The VM definition is defining all properties of the Virtual machine itself, for example
- Machine type
- CPU type
- Amount of RAM and vCPUs
- Number and type of NICs
- …
From a high-level perspective the virt-controller has all the cluster wide virtualization functionality.
This controller is responsible for monitoring the VM (CRDs) and managing the associated pods. Currently the controller will make sure to create and manage the life-cycle of the pods associated to the VM objects.
A VM object will always be associated to a pod during it's life-time, however, due to i.e. migration of a VM the pod instance might change over time.
For every VM object one pod is created.

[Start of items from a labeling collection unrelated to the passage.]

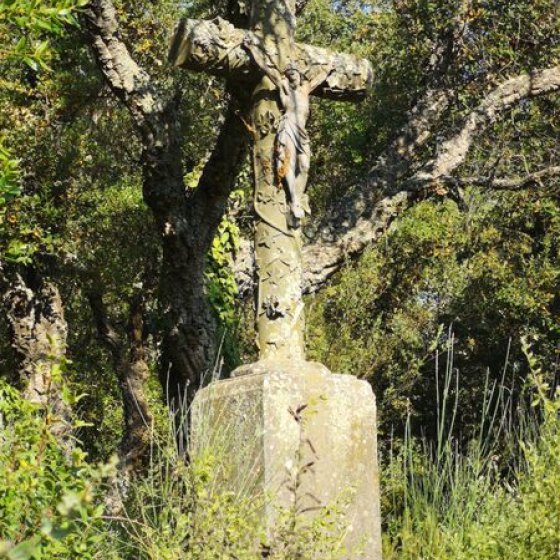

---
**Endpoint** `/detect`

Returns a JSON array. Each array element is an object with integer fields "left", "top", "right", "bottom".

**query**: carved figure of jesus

[{"left": 245, "top": 37, "right": 331, "bottom": 228}]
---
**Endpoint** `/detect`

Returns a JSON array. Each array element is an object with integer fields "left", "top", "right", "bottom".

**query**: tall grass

[{"left": 382, "top": 336, "right": 560, "bottom": 560}]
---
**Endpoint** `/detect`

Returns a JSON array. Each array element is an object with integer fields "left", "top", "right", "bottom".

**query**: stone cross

[{"left": 169, "top": 0, "right": 372, "bottom": 362}]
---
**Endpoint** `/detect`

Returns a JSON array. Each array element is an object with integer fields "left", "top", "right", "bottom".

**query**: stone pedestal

[{"left": 191, "top": 361, "right": 381, "bottom": 560}]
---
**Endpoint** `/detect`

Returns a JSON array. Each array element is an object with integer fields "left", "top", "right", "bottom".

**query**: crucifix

[{"left": 169, "top": 0, "right": 372, "bottom": 362}]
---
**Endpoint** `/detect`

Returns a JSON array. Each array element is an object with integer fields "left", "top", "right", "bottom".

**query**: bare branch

[
  {"left": 413, "top": 66, "right": 560, "bottom": 183},
  {"left": 234, "top": 66, "right": 560, "bottom": 295},
  {"left": 438, "top": 166, "right": 560, "bottom": 191},
  {"left": 85, "top": 0, "right": 163, "bottom": 138}
]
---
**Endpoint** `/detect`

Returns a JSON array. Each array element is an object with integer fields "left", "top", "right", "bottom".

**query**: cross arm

[{"left": 169, "top": 18, "right": 373, "bottom": 101}]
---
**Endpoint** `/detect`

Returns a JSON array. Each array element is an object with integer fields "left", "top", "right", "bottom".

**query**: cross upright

[{"left": 169, "top": 0, "right": 372, "bottom": 362}]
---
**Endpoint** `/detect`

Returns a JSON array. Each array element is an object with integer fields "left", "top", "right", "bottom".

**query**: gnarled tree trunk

[{"left": 3, "top": 271, "right": 72, "bottom": 451}]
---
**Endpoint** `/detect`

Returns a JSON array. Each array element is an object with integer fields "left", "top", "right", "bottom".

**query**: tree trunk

[{"left": 3, "top": 271, "right": 72, "bottom": 451}]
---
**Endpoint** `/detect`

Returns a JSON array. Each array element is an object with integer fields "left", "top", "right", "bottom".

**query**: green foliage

[
  {"left": 382, "top": 346, "right": 560, "bottom": 560},
  {"left": 110, "top": 404, "right": 352, "bottom": 560},
  {"left": 0, "top": 0, "right": 87, "bottom": 70},
  {"left": 0, "top": 380, "right": 116, "bottom": 560}
]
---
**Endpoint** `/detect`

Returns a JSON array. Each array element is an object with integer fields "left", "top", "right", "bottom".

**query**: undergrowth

[{"left": 382, "top": 336, "right": 560, "bottom": 560}]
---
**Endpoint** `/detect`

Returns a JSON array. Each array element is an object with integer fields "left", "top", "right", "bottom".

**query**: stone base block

[{"left": 191, "top": 361, "right": 381, "bottom": 560}]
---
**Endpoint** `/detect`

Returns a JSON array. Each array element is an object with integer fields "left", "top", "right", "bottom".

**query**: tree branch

[
  {"left": 438, "top": 165, "right": 560, "bottom": 191},
  {"left": 411, "top": 66, "right": 560, "bottom": 183},
  {"left": 234, "top": 66, "right": 560, "bottom": 296},
  {"left": 85, "top": 0, "right": 163, "bottom": 137}
]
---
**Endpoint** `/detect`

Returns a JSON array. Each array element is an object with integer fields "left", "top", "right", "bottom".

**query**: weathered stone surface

[
  {"left": 192, "top": 361, "right": 381, "bottom": 560},
  {"left": 169, "top": 18, "right": 373, "bottom": 101}
]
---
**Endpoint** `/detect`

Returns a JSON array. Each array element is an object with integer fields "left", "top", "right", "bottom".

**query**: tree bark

This pod's primary container runs the
virt-launcher
KubeVirt component.
Kubernetes or the kubelet is not running the VMs itself. Instead a daemon on every host in the cluster will take care to launch a VM process for every pod which is associated to a VM object whenever it is getting scheduled on a host.
The main purpose of the virt-launcher
Pod is to provide the cgroups and
namespaces, which will be used to host the VM process.
virt-handler
signals virt-launcher
to start a VM by passing the VM's CRD object
to virt-launcher
. virt-launcher
then uses a local libvirtd instance within its
container to start the VM. From there virt-launcher
monitors the VM process and
terminates once the VM has exited.
If the Kubernetes runtime attempts to shutdown the virt-launcher
pod before the
VM has exited, virt-launcher
forwards signals from Kubernetes to the VM
process and attempts to hold off the termination of the pod until the VM has
shutdown successfully.
Every host needs a single instance of virt-handler
. It can be delivered as a DaemonSet.
Like the virt-controller
, the virt-handler
is also reactive and is watching for
changes of the VM object, once detected it will perform all necessary
operations to change a VM to meet the required state.
This behavior is similar to the choreography between the Kubernetes API Server and the kubelet.
The main areas which virt-handler
has to cover are:
- Keep a cluster-level VM spec in sync with a corresponding libvirt domain.
- Report domain state and spec changes to the cluster.
- Invoke node-centric plugins which can fulfill networking and storage requirements defined in VM specs.
An instance of libvirtd
is present in every VM pod. virt-launcher
uses libvirtd
to manage the life-cycle of the VM process.
The components above are essential to deliver core virtualization functionality in your cluster. However fully featured virtual machines require more than just plain virtualization functionality. Beyond virtualization they also require reliable storage and networking functionality to be fully usable.
The components below will be providing this additional functionality if the functionality is not provided by kubernetes itself.
We will try to leverage as much of Kubernetes regarding to mounting and preparing images for VM.
However, virt-handler
may provide a plugin mechanism to allow storage mounting and setup from the host, if the KubeVirt requirements do not fit into the Kubernetes storage scenarios.
Since host side preparation of storage may not be enough, a cluster-wide Storage Controller can be used to prepare storage.
Investigations are still in progress.
Such a controller will not be part of KubeVirt itself.
However KubeVirt might define a Storage CRD along side with a flow description which will allow such a controller seamless integration into KubeVirt.
We will try to leverage as much of Kubernetes networking plugin mechanisms (e.g. CNI).
However, virt-handler
may provide a plugin mechanism to allow network setup on a host, if the KubeVirt requirements do not fit into the Kubernetes storage scenarios.
Since host side preparation of network interfaces may not be enough, a cluster-wide Network Controller can be used to prepare the network.
Investigations are still in progress.
Such a controller will not be part of KubeVirt itself.
However KubeVirt might define a Networking CRD along side with a flow description which will allow such a controller seamless integration into KubeVirt.